The second provision in HB 19 is those intended to protect the
public health. There are two ways that the sponsor has gone
about doing this. The first is that when pesticides or bypass
chemicals are applied in a public place, they are applied by a
certified applicator. This is someone that is trained in the
use and application of these chemicals. The second is that
reasonable public notice is posted when pesticides are
applied. This is important because the sponsor's intent was to
find that balance and strike that balance between added cost
to the industry and reasonable protections for the public. You
might hear today some testimony that will talk about previous
public notice, something that's 48 hours in advance. The
sponsor very carefully worked to something that is more along
the lines of similar to a wet paint sign; that when the
activity occurs and when the public should be concerned, that
notice is given to them.
There are approximately between 5,500 and 5,700 different
chemicals that are used in the state of Alaska. Trying to
write legislation that specifically addresses the handling and
use of all of these chemicals, the sponsor found incredibly
problematic. And so to reach these public health goals, HB 19
turns the Department of Environmental Conservation to in
regulation achieve the ends that are put forth in HB 19.
10:31:44 AM
KEN PERRY, General Manager, PARATEX Pied Piper, and representative,
Certified Applicators in Alaska, National Pest Management
Association, and RISE, testified via teleconference from Anchorage,
read a statement into the record as follows.
I am Ken Perry, a lifelong Alaskan and General Manager of
PARATEX Pied Piper - Alaska's oldest Pest Management Company.

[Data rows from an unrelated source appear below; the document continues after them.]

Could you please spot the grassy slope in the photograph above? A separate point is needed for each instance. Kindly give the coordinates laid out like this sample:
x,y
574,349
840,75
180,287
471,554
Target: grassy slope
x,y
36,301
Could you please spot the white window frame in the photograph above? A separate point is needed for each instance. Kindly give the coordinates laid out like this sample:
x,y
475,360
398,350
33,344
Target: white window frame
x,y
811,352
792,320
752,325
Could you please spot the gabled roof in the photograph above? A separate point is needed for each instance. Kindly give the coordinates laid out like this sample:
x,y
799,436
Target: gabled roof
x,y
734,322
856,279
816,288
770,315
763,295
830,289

I also represent Certified Applicators in Alaska, and speak by
permission of the National Pest Management Association and a
major chemical manufacturer's group known as RISE. As you are
aware, I have been involved in this bill since Mr. Meyer first
kindly asked us to meet with his assistant, Mr. Pawlowski and
representatives from the Department of Environmental
Conservation some months ago. I am grateful for this
consideration on their part. At that time, I addressed the
same concerns I have addressed continually through many
committees, and have offered reasonable solutions as well.

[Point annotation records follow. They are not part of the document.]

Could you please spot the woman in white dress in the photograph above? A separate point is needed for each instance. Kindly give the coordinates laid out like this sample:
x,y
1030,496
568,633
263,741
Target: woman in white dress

Frankly, the document before you today is so far removed from
the original intent of the sponsors, that I am amazed it still
has support. In that vein, I submitted to you via e-mail
yesterday a workable set of amendments that can return the
bill to its original course and meet most of our concerns. I
urge you to either adopt those amendments or send the bill
back to the sponsor to achieve those same goals.

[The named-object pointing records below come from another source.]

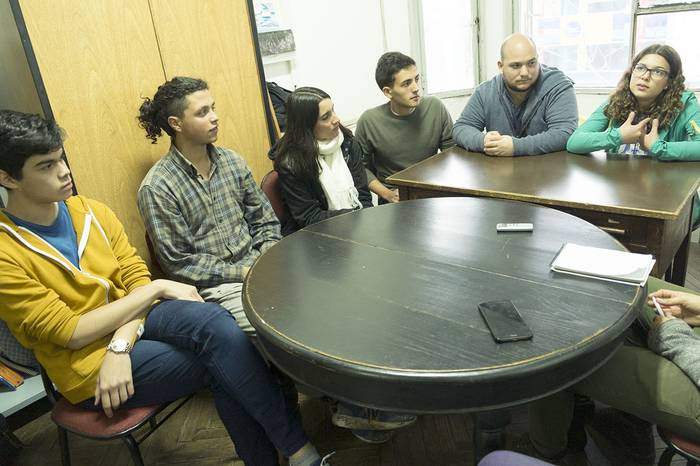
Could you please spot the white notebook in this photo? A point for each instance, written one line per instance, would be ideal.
(604, 264)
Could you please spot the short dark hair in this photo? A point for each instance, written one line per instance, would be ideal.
(169, 100)
(388, 65)
(23, 135)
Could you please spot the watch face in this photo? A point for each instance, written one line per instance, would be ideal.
(119, 346)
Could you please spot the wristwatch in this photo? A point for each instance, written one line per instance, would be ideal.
(119, 346)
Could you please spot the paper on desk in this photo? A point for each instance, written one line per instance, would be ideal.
(604, 264)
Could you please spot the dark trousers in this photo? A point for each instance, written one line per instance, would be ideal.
(188, 346)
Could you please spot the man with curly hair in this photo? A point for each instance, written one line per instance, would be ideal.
(206, 216)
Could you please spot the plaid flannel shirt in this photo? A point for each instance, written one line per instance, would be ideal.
(205, 232)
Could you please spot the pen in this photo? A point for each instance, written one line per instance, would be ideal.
(658, 308)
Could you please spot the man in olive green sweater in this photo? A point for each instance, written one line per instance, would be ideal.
(403, 131)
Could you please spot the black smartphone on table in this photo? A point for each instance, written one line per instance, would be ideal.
(504, 321)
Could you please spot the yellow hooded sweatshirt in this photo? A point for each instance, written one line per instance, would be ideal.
(42, 294)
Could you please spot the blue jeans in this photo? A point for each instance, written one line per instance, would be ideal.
(188, 346)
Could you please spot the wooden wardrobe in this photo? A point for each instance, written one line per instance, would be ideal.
(93, 61)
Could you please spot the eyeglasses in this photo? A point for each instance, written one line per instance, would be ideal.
(656, 73)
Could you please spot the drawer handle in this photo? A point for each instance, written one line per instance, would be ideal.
(614, 231)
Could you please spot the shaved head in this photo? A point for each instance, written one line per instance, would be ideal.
(517, 44)
(519, 65)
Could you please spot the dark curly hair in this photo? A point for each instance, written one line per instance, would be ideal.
(23, 135)
(667, 104)
(170, 100)
(297, 151)
(388, 65)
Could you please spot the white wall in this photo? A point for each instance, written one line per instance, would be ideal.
(338, 43)
(337, 47)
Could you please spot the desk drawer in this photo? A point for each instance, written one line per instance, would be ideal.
(633, 232)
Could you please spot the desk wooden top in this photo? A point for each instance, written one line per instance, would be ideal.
(379, 306)
(607, 183)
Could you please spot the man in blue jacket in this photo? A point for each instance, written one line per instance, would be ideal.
(528, 109)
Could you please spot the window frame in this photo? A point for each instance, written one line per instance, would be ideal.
(523, 11)
(417, 30)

On the issue of pesticide safety, the barrages of comments you
are receiving from certain environmentalists have already been
addressed at the federal level. While they certainly have
every right to be heard on their claims, it is still the EPA
who makes the decision on what chemicals can be safely used,
when and where. While a pesticide free environment might seem
to be a goal for them, we should not ignore the desire of
others for a pest free environment. Their choices to buy
products to achieve their desire should not be denied by
excessive fees levied against the manufacturers, who will then
simply remove their availability from the Alaska marketplace.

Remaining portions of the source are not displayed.